Sunday, April 10, 2011

the rollins waffle

Ah, yes, right when I think there is no real fun left in the emergents, I have only to stroll over to Peter Rollins' spot on the net, and my faith in humanity is indeed damaged again.

Do you “really” believe, or really believe? (with some thoughts on Rob Bell)

Let us take each of these in turn. Firstly our modern reflexive self-awareness hides the fact that such an “enlightened” mode of suspicion was not so much missing from the past, but unnecessary for it. It is only with the development of a technological discourse that we needed to introduce brackets into our cultural, political and religious claims. One of the side effects of this development was a fundamental change in how we understood the beliefs of the ancients. Because the techological discourse is ubiquitous to us we end up viewing our ancestors as operating with a type of proto-technological language that would have actually been totally foreign to them (this kind of reading is rife in the work of people like Dawkins, Hitchens and Harris as well as Christian apologists).


He starts by making use of a Norse myth of creation. His point here seems to be that people long ago didn't care about the truth of their beliefs, it wasn't important to them. So, for example, if the ancients believed that the world was created through some hanky-panky among the gods, or the demiurges of the gnostics, or that God created the world in six days and on the seventh rested, the important thing isn't whether any of those things happened or not, because those people long ago didn't really believe them to have happened.

Secondly, our contemporary need to distance ourselves from what we believe (so as to avoid the reduction of our beliefs to the level of some technological discourse) can lead to a distancing from the power and truth of the story. We end up trying to untangle a knot that is a necessary part of such beliefs, a knot that cannot be undone without the loss of the truth itself. When the knot is untied one is left with nothing but a metaphor or an archaic proto-scientific proposition rather than with the transformative truth of the story.


Ah, here we go! That important thing isn't the story itself, but the story inside or above or beyond the story! To put another way, the important thing isn't what the ancients said or what they believed or didn't believe, but what we today can make of their stories. It's simply uncouth to say that the Norse creation story is a myth, something made up, and that we should teach them the truth of how the world was created. We should, instead, let them keep on believing their fables, seeing as they mean so much to them.

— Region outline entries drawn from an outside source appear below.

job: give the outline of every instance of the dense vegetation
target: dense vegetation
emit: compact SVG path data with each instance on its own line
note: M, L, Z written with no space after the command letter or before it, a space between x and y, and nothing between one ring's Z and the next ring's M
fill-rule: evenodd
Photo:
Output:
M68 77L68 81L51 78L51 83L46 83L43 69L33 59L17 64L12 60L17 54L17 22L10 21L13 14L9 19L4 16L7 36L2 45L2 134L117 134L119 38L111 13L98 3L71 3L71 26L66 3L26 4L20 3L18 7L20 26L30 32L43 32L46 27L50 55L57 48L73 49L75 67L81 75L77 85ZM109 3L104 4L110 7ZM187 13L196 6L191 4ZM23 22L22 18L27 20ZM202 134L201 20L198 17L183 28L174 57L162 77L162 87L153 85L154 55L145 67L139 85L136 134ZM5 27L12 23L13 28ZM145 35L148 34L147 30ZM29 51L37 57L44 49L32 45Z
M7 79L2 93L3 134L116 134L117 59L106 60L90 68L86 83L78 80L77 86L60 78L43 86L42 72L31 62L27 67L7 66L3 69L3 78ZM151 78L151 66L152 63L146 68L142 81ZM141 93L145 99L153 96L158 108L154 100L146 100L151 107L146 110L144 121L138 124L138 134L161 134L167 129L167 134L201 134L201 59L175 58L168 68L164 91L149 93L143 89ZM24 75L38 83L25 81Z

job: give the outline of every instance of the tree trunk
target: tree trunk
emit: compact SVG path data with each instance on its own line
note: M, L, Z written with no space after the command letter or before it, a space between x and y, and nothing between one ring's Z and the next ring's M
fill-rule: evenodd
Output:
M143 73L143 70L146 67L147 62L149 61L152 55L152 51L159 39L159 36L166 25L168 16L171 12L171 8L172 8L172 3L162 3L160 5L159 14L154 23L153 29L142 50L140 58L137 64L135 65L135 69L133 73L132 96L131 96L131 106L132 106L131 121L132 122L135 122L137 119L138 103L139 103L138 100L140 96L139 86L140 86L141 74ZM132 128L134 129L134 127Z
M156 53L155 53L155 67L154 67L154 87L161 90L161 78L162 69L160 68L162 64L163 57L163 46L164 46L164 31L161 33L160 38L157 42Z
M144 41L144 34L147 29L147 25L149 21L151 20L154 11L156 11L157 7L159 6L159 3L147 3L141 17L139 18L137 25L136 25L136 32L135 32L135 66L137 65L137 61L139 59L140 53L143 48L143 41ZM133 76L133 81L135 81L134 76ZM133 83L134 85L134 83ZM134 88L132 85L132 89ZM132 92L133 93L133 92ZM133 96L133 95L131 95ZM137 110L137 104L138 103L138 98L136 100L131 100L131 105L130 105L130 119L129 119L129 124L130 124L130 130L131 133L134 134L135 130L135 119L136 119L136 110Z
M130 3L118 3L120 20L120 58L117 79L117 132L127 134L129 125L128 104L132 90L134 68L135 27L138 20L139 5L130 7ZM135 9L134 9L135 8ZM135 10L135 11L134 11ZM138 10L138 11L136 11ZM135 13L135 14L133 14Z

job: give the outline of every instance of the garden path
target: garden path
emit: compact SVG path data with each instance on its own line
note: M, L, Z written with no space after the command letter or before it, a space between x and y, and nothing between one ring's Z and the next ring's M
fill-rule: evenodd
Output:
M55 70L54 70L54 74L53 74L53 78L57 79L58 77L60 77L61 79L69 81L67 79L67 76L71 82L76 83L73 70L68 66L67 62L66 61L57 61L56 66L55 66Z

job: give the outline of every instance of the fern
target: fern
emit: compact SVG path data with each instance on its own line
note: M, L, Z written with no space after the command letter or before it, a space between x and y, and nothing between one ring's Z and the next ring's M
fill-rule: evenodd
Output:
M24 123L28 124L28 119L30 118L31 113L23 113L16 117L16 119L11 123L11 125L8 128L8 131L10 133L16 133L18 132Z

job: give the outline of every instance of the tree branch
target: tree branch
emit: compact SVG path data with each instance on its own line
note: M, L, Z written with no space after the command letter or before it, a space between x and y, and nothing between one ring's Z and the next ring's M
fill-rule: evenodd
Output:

Finally, when one takes a story that is deeply true to people and place brackets around it the effect can be so unpleasant to the supposedly naive believers that they end up going in the opposite direction and claiming a direct literalism (actually becoming naive believers). Here their very attempt to protect the power of the belief in question results in them losing it.


Yeah, because believing in something too strongly means you're not really believing in it at all.

(Why am I reminded of the Spice Girls' song, "Too much of something is not enough..."? And, yes, I'm as disturbed by that as you are.)

In this reading we can see that the predominant form of fundamentalism today arises as a direct result of this contemporary act of bracketing. For with the introduction of brackets and caveats to theology the unintended result is the rise of a group who attempt to protect the belief through the assertion of literalism. No matter who wins the main casualty is, of course, the power and truth of the belief in question.


And the casual slap at those who believe the Bible to be God's literal word. Oh, yes, Mr. Rollins is so superior, that he can condescend to let those little literalists keep their little beliefs, aren't they so cute.

There is not space here to discuss the way out of this impasse, however we might want to see Rob Bell as someone who is courageously offering a way forward with his new book Love Wins. Rob understands the knot that exists in belief and attempts to remain true to it in both the style of his communication and the content. He is however under constant pressure at the moment to ‘clarify’ his position (meaning to rob it of its truth). Hopefully his talent and insight will enable him to avoid what people on both sides (liberal and conservative) seek.


So, actually stating what you believe meaning robbing the belief of its truth?

Welcome to the mumbo-jumbo world of postmodernism, where clarity is the greatest of sins.